La plupart des fabricants commencent par un site pilote, c'est-à-dire une seule usine où les nouveaux processus de qualité peuvent être testés en conditions réelles de production. À ce stade, l'objectif n'est pas la mise en application, mais l'apprentissage. Les équipes observent le fonctionnement des processus dans des conditions réelles, recueillent les commentaires des opérateurs et affinent la mise en œuvre avant de passer à une déploiement plus large.

Une fois que les processus ont fait leurs preuves, leur déploiement s'effectue généralement par étapes. Les étapes de contrôle qualité peuvent être proposées en option dans un premier temps, ce qui permet aux équipes de gagner en confiance et en cohérence. Au fil du temps, ces mêmes étapes deviennent obligatoires et sont directement appliquées par le système, de sorte que les documents ne peuvent pas passer à l'étape suivante si les exigences ne sont pas respectées.

À mesure que les solutions évoluent, il est essentiel de normaliser la logique, et non l'expérience dans son ensemble. Les éléments fondamentaux, tels que les contrôles de qualité, les seuils et les règles d'escalade, restent cohérents d'un site à l'autre. Les détails de l'interface, la visibilité des données et le contexte des flux de travail peuvent s'adapter localement afin de refléter le mode de fonctionnement de chaque usine.

Cette approche permet aux fabricants de se développer rapidement sans compromettre l'adoption, la confiance ou le contrôle, et de transformer un projet pilote réussi en un socle de qualité à l'échelle de l'entreprise.

Comment Tulip

Tulip la qualité numérique en cours de production en intégrant des contrôles qualité, des vérifications et la traçabilité directement dans les flux de travail de première ligne, sans que les fabricants aient à remplacer ERP MES ERP existants.

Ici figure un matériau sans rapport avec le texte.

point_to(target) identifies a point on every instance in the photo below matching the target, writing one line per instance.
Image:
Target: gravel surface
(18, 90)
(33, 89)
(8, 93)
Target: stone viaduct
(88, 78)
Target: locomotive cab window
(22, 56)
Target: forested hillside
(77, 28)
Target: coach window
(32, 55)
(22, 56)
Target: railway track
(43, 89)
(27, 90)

Grâce à Tulip, les équipes peuvent définir et normaliser des règles de qualité, telles que les contrôles obligatoires, les seuils de tolérance et les procédures d'escalade, puis appliquer ces règles de manière cohérente sur l'ensemble des lignes de production et des sites. Parallèlement, les flux de travail peuvent être configurés pour tenir compte du contexte local, ce qui permet à chaque usine de mettre en avant les informations dont les opérateurs et les superviseurs ont le plus besoin.

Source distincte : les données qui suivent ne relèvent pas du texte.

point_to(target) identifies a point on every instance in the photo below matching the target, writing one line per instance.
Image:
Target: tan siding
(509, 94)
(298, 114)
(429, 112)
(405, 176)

Grâce à son intégration avec les équipements, les outils d'inspection et les systèmes d'entreprise, Tulip des décisions en matière de qualité en temps réel, directement sur la ligne de production. Les matériaux non conformes peuvent être automatiquement signalés, mis en attente ou acheminés vers un contrôle, selon des règles prédéfinies plutôt que sur la base d'un jugement manuel. Il en résulte une réactivité accrue, une responsabilité mieux définie et une réduction des défauts de qualité, le tout soutenu par des outils conçus pour les personnes qui les utilisent au quotidien.